Etta was still enrolled when she met and married William Noyes Shiber, who was living seven doors south of her on the very same block of Lexington Avenue. Born in Pennsylvania, Shiber had grown up in the small town of Olean in western New York, where his father made barrels for Standard Oil; as a young man he came to New York City and found a job as a Western Union operator before getting hired in the telegraph room of William Randolph Hearst’s New York newspapers, the
Evening Journal and the
American. By 1896, at the age of twenty-four, he had already become the manager of the telegraph room—an exceedingly responsible position for someone so young, as telegrams were the chief means by which the paper’s employees communicated with far-flung correspondents, not to mention with Hearst himself, who was generally three thousand miles away in California but who took a regular interest in the workings of all his newspapers and magazines. William Shiber was highly esteemed in the trade for his ability to oversee an efficient telegraphic service, but he was also understood to be honest and politically independent and he was trusted by labor and management alike. “Shiber is one grand fellow,”
The Commercial Telegraphers’ Journal once noted. “That’s why everybody on the Journal from W. R. Hearst on down is stuck on him.”

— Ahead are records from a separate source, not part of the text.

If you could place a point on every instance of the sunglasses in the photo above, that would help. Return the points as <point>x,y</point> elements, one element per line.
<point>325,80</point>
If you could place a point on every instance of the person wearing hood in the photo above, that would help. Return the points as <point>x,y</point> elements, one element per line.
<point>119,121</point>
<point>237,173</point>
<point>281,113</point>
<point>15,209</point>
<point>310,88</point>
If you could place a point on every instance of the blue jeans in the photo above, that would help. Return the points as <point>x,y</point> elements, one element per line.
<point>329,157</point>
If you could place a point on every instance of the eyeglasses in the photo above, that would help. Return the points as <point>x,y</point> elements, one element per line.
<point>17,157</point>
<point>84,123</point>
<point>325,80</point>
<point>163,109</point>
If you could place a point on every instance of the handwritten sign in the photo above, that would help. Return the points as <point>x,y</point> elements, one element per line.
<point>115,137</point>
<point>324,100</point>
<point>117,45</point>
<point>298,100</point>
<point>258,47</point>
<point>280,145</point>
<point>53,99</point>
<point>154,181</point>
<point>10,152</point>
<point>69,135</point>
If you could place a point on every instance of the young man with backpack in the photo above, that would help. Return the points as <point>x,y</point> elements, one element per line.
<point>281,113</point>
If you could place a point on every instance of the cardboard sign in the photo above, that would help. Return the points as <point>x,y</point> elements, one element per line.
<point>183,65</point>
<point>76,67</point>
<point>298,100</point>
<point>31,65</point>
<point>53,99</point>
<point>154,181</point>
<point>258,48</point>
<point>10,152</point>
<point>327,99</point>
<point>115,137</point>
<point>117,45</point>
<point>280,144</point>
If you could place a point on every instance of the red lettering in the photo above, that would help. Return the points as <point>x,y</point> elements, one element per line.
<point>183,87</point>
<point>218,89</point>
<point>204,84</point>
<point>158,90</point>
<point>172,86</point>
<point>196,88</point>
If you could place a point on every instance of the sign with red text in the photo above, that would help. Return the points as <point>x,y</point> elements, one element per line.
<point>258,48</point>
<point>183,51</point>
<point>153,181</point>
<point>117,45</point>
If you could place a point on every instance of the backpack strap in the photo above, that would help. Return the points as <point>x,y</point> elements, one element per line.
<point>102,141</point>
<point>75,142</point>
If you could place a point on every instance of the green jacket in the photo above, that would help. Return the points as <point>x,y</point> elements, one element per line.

For Etta Kahn, born and raised in an immigrant neighborhood in Manhattan, Bill Shiber must have seemed something like America itself: large and athletic, gregarious, outdoorsy (he was an avid rower and an enthusiastic nature photographer), and with a charmingly small-town demeanor. He was also not Jewish; unconventionally for the time, Etta had married outside the faith. She had been raised in a family with little in the way of religious strictures (her brother Chester’s wife, Helen, was Catholic), and though Etta herself believed in God, she didn’t observe Jewish holidays nor keep kosher, and their wedding had been held not in a synagogue, nor for that matter in a church, but at the Society for Ethical Culture, which ran the progressive private school where Etta was then receiving her postgraduate training. No less a figure than Felix Adler himself had performed the ceremony.